He estado pensando mucho en lo poco que realmente controlamos una vez que los activos salen de nuestra cartera.
En las finanzas tradicionales, la rehypotecación siempre ha sido un riesgo silencioso. Crees que tus valores están guardados con seguridad en el custodio, pero pueden reutilizarse para la financiación de otra persona. Las ganancias van a otro lado. El riesgo se queda contigo. La mayoría de las personas solo se da cuenta cuando algo se rompe.
Ese mismo problema ahora se está viendo en la cadena, especialmente con saldos privados o confidenciales. Si lo único que se ve es un total, se vuelve más fácil ocultar el uso secundario detrás de libros contables cifrados. Los clientes terminan confiando en los estados de cuenta del mismo intermediario que mantiene los activos. Eso no es control real. Es un circuito cerrado.
Esto es lo que me hizo mirar con más detenimiento a Dusk. El punto práctico que destacó fue la idea de los activos restringidos. La pignoración en sí tiene que ser una acción permitida conforme a las reglas.
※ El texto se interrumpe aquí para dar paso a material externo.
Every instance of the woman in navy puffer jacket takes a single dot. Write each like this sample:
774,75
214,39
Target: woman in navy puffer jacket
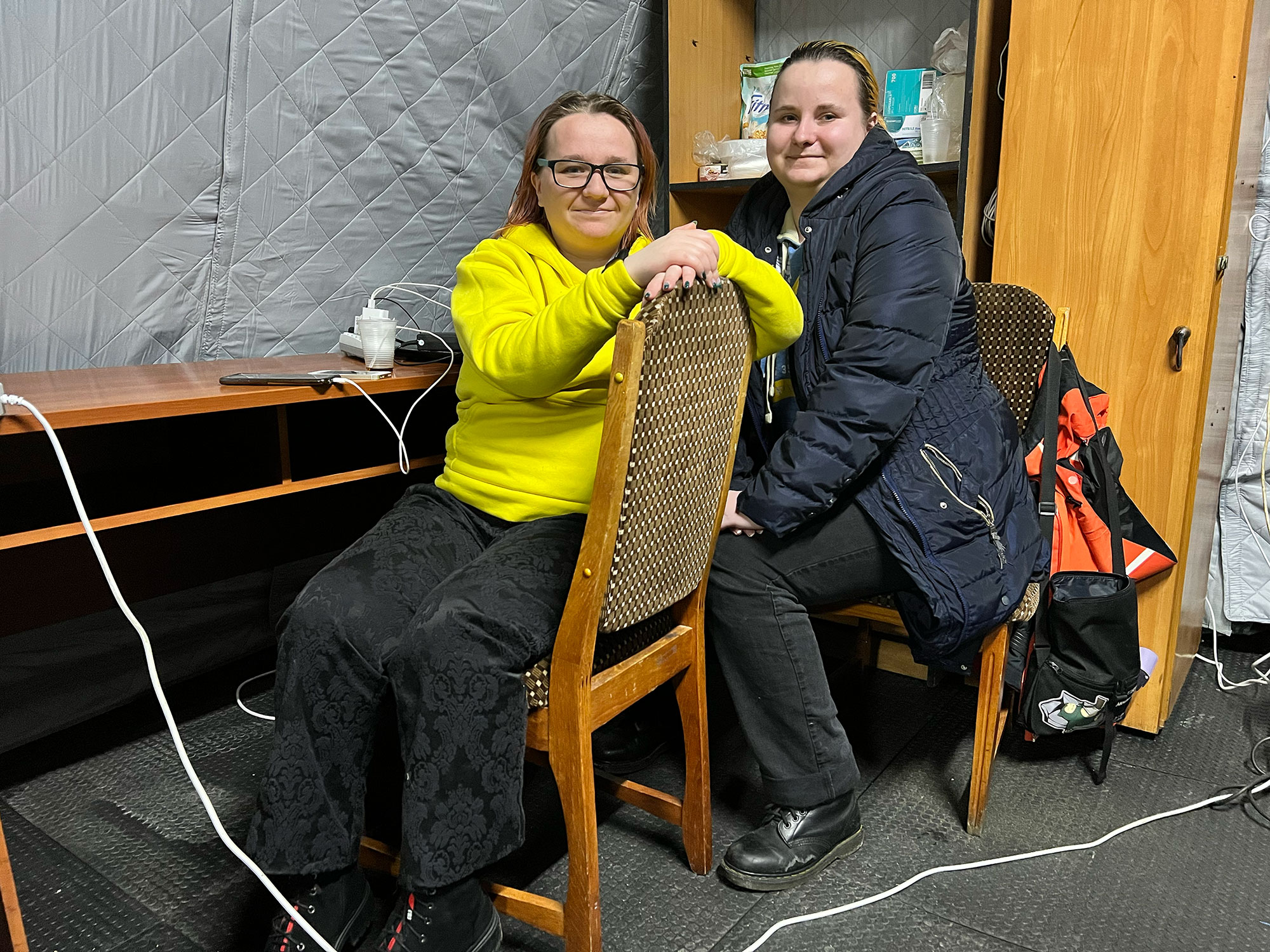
876,455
Si no está permitido, la prueba debería fallar simplemente. No algo que descubres más tarde en un informe.
Ese tipo de estado también debe ser visible para el titular. Cuánto está libre y cuánto ya está pignorado. Sin eso, vuelves a confiar en declaraciones.
La oportunidad está en reglas de liquidación más claras para los activos que realmente importan. El riesgo realista es que las funciones de privacidad también pueden dificultar la detección del uso secundario si los campos de estado no se diseñan con cuidado.
Lección para mí: tratar el uso secundario sin restricciones como predeterminado hasta que el protocolo demuestre lo contrario. No confíes en las buenas intenciones del custodio.
¿Preferirías tener privacidad total con visibilidad limitada sobre las restricciones, o un poco menos de privacidad pero con un control más claro sobre qué se ha pignorado?
#dusk @Dusk $DUSK $BR $SAND
En las finanzas tradicionales, la rehypotecación siempre ha sido un riesgo silencioso. Crees que tus valores están guardados con seguridad en el custodio, pero pueden reutilizarse para la financiación de otra persona. Las ganancias van a otro lado. El riesgo se queda contigo. La mayoría de las personas solo se da cuenta cuando algo se rompe.
Ese mismo problema ahora se está viendo en la cadena, especialmente con saldos privados o confidenciales. Si lo único que se ve es un total, se vuelve más fácil ocultar el uso secundario detrás de libros contables cifrados. Los clientes terminan confiando en los estados de cuenta del mismo intermediario que mantiene los activos. Eso no es control real. Es un circuito cerrado.
Esto es lo que me hizo mirar con más detenimiento a Dusk. El punto práctico que destacó fue la idea de los activos restringidos. La pignoración en sí tiene que ser una acción permitida conforme a las reglas. Si no está permitido, la prueba debería fallar simplemente. No algo que descubres más tarde en un informe.
Ese tipo de estado también debe ser visible para el titular. Cuánto está libre y cuánto ya está pignorado. Sin eso, vuelves a confiar en declaraciones.
La oportunidad está en reglas de liquidación más claras para los activos que realmente importan. El riesgo realista es que las funciones de privacidad también pueden dificultar la detección del uso secundario si los campos de estado no se diseñan con cuidado.
Lección para mí: tratar el uso secundario sin restricciones como predeterminado hasta que el protocolo demuestre lo contrario. No confíes en las buenas intenciones del custodio.
¿Preferirías tener privacidad total con visibilidad limitada sobre las restricciones, o un poco menos de privacidad pero con un control más claro sobre qué se ha pignorado?